With the difficult and often frustrating task of “getting along with others” it is helpful to have some guidance in how to communicate with those who don’t think quite the way we do. And when that someone is our spouse – someone with whom we have to deal on a constant basis – lack of understanding can lead to hurt feelings which, over time, can seriously damage a relationship.
The Temperament God Gave Your Spouse explains that your soul mate isn’t really trying to drive you nuts; he or she just is the way he is. The first part of the book describes each temperament in the role of spouse (and parent). In the second part, the book explains the best ways for a spouse to communicate with each temperament as well as offers tips for that temperament in dealing with others. It then goes on to describe the dynamics of each marriage, whether one marries someone of a like temperament or if one is in a “mixed” marriage.
This book is a good resource for ideas on how to improve communication within a marriage.
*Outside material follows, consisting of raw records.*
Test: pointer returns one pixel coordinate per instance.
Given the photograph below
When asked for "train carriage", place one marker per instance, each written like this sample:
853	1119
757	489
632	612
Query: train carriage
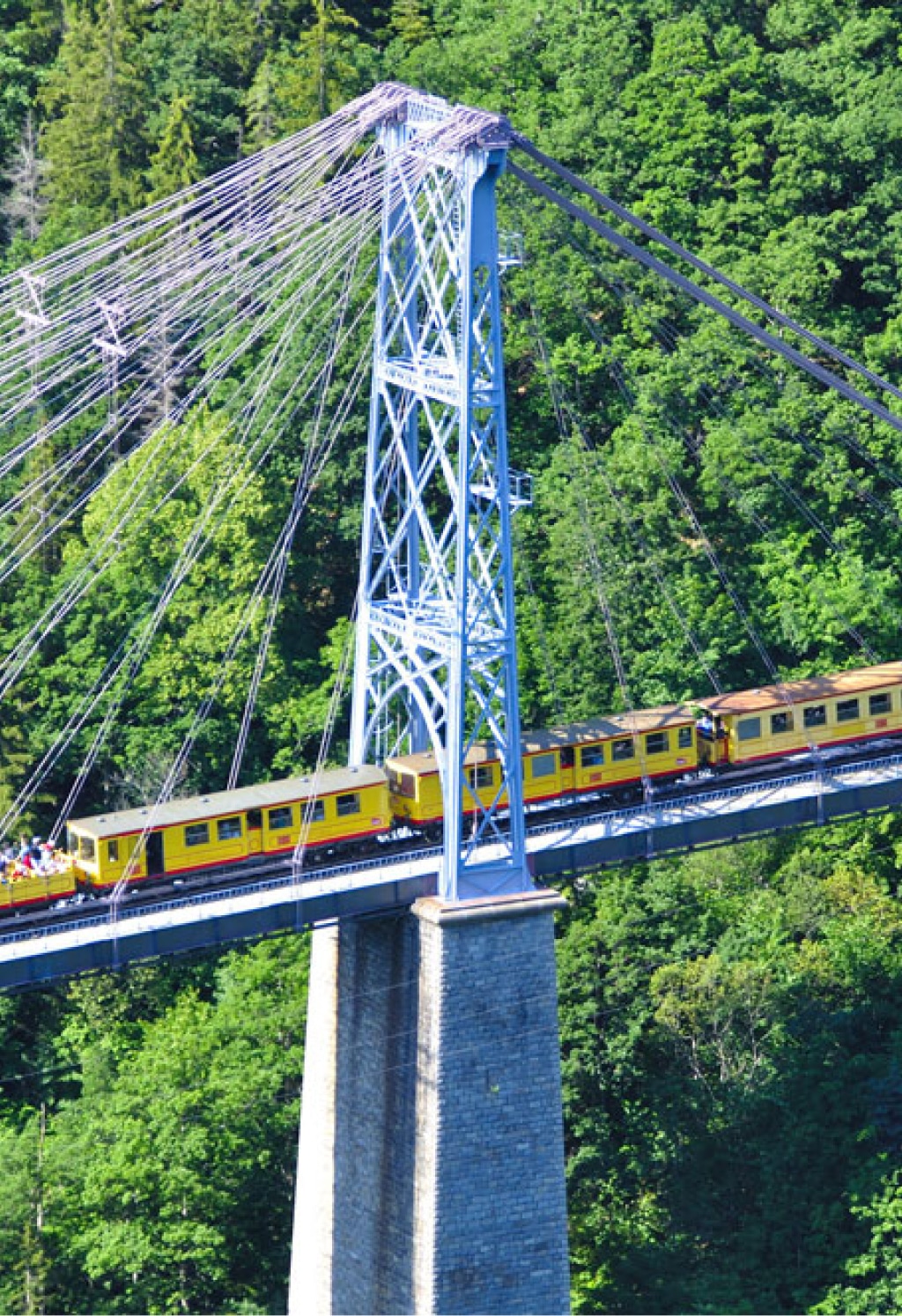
228	826
774	720
593	757
36	889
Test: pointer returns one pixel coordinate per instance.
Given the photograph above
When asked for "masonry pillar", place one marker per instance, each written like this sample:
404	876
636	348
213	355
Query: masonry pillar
431	1161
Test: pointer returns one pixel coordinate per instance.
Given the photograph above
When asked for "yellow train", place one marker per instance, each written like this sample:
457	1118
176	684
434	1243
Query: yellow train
603	757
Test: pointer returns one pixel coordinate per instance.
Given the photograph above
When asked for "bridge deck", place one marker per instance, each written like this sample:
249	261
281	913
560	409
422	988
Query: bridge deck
140	929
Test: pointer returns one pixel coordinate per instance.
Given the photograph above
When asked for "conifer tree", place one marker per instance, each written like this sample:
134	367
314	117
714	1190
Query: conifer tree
174	164
93	141
26	205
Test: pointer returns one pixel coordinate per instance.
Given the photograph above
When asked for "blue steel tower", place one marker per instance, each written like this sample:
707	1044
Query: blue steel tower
436	652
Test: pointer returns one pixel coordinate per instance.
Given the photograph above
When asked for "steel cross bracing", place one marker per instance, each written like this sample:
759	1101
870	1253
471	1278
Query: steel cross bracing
436	654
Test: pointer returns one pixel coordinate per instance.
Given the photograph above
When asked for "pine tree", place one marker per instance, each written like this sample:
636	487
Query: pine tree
26	205
410	21
174	164
93	141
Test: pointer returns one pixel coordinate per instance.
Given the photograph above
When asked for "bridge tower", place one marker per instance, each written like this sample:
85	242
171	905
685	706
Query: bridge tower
431	1159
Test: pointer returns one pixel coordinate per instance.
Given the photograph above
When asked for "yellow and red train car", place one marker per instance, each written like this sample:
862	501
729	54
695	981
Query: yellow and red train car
772	721
199	832
351	807
586	758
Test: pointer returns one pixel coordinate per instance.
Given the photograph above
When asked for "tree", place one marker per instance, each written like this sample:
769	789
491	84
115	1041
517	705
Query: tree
174	165
26	176
95	99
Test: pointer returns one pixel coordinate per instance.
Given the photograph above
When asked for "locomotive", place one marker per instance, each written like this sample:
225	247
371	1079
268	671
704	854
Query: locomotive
351	810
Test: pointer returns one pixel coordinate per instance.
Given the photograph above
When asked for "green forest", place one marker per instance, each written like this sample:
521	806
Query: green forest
731	1022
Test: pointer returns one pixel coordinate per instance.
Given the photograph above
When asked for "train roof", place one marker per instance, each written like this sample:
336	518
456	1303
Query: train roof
556	737
216	804
840	684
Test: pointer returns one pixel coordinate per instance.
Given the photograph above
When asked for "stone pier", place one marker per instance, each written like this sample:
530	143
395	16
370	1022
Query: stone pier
431	1164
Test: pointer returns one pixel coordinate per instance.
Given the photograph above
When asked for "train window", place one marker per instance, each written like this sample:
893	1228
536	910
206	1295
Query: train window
479	778
847	710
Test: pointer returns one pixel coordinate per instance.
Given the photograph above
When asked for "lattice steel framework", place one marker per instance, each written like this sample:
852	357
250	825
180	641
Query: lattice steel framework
436	650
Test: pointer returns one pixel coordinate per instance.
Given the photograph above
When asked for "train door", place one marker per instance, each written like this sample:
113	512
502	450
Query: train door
153	849
255	831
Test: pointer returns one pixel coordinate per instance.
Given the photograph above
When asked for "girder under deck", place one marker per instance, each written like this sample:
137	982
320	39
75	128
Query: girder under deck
190	923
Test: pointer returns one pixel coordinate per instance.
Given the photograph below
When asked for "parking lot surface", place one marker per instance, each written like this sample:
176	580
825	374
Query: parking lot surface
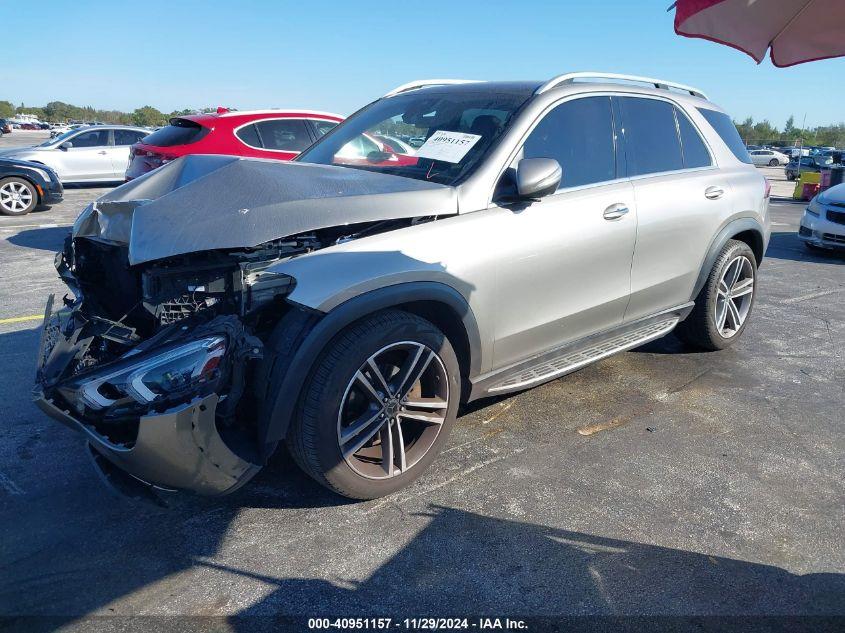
662	481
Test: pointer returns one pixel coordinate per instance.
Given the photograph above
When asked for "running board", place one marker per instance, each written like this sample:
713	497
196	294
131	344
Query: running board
576	355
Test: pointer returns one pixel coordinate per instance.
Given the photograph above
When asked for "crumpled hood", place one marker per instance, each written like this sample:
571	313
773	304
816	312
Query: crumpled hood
205	202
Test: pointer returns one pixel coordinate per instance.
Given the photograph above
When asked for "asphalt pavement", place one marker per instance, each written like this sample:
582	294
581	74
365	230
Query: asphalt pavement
662	481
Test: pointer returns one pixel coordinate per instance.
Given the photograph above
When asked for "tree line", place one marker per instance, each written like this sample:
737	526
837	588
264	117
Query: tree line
763	132
60	112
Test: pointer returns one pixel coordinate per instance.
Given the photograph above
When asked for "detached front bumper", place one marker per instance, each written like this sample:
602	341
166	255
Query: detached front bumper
179	449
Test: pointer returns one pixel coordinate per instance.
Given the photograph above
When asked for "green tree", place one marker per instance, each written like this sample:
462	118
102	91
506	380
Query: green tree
148	116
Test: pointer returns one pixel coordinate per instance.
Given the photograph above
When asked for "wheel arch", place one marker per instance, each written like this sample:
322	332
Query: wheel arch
747	230
435	301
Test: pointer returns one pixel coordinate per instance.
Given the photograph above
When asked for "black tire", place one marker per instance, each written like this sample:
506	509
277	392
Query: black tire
19	185
700	329
313	438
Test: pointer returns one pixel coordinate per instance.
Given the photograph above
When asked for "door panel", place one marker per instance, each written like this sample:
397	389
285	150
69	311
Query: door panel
567	272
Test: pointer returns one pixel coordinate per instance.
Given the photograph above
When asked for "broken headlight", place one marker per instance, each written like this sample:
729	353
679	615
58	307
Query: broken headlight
150	377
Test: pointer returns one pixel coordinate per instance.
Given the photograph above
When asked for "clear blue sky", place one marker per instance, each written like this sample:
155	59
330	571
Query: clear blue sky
337	56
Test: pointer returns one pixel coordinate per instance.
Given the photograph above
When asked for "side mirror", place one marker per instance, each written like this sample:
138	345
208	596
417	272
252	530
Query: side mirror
537	177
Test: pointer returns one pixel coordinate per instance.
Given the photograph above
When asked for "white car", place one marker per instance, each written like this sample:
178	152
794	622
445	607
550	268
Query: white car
768	157
98	153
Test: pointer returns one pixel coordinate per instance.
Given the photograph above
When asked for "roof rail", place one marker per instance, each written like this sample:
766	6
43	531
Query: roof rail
569	78
421	83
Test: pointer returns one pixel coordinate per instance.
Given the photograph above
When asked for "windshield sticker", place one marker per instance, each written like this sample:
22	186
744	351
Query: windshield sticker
449	147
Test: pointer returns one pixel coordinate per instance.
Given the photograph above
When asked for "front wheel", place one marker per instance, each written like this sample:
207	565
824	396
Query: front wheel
724	304
17	196
378	406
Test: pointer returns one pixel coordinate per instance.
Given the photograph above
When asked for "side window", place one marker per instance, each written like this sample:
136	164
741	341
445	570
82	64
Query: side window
92	138
249	135
579	135
288	135
651	139
323	127
127	137
694	150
You do not need to have read their first book to understand this book, although I intend to read The Temperament God Gave You for greater insight into each temperament, personalities of mixed temperaments, and how to parent children of different temperaments, which I think would be useful knowledge (anybody have a copy they want to loan me?).
I will say that I am not entirely sold on the whole temperament-as-an exclusive-way-to-classify-people idea. I would certainly hesitate to say something like, “Oh, you’re reacting this way because you’re a (fill in the blank).” Perhaps it is because I am a mixed temperament (choleric-sanguine), and my husband is even more mixed (primarily melancholic-sanguine) that I have trouble saying, “Oh, that is so – us,” to any of the relationships listed. Rather, I saw threads of commonality in most of the temperaments and found the communication techniques described in the book as generally useful for most people most of the time.